Aside from its regulatory mea culpas, the utility encouraged its natural gas utility customers to earn a 20% rebate on their next month’s bills by cutting their usage in the current month at least 10%.

The PG&E utility’s nuclear power executive assured that the same type of errors (from 40 years ago) could not happen with today’s much more comprehensive record-keeping system for nuclear plants.

While trying to help customers mitigate expected 40% to 50% increases in natural gas prices this winter, PG&E’s utility could not avoid admitting it mishandled the records on the location of three 18-inch fuel rod segments and a small amount of non-fuel nuclear material at the Humboldt plant, which has been closed for nearly three decades. In July 2004, the utility discovered the discrepancy in record-keeping related to the location of nuclear material from the late 1960s.

“We regret that shortcoming in our past record-keeping caused this problem, and acknowledge that the level of detail and thoroughness of records we kept in the 1960s and 70s are nowhere near the levels they are today,” said Dave Oatley, vice president/generation manager of the PG&E utility’s Diablo Canyon Nuclear Plant along the central coast of California. “Given the meticulous nature of the records we keep today, we can guarantee that this will never happen again.”

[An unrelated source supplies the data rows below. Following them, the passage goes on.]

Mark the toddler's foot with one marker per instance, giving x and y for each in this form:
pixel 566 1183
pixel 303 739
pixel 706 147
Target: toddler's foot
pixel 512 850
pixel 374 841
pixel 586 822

In a separate public announcement Wednesday, PG&E’s utility expressed concern for its natural gas customers this winter and re-emphasized a number of tips, tools and information that it has available to assist customers “in managing their costs,” along with an expansion of its various payment options and financial assistance programs for the winter season, including the Winter Customer Care and Relief Program.

The “10/20 Winter Gas Savings Program” was proposed jointly to the California Public Utilities Commission by the utility and the utility consumer group, The Utility Reform Network (TURN), this past fall, and approved by the CPUC last month. The program is expected to provide customer rebates totaling about $158 million this winter, and all residential and small business customers are eligible.

Regarding the NRC violations, PG&E pointed out that the federal regulatory agency concluded the utility’s investigation was “thorough and complete,” and that the company had taken “prompt and comprehensive corrective action.” The NRC agreed “there is no evidence to support the theft or diversion of the fuel segments or other non-fuel nuclear material environment,” the utility’s Oatley said. “All used fuel and nuclear material at the utility’s Diablo Canyon plant is, and always has been, completely accounted for.”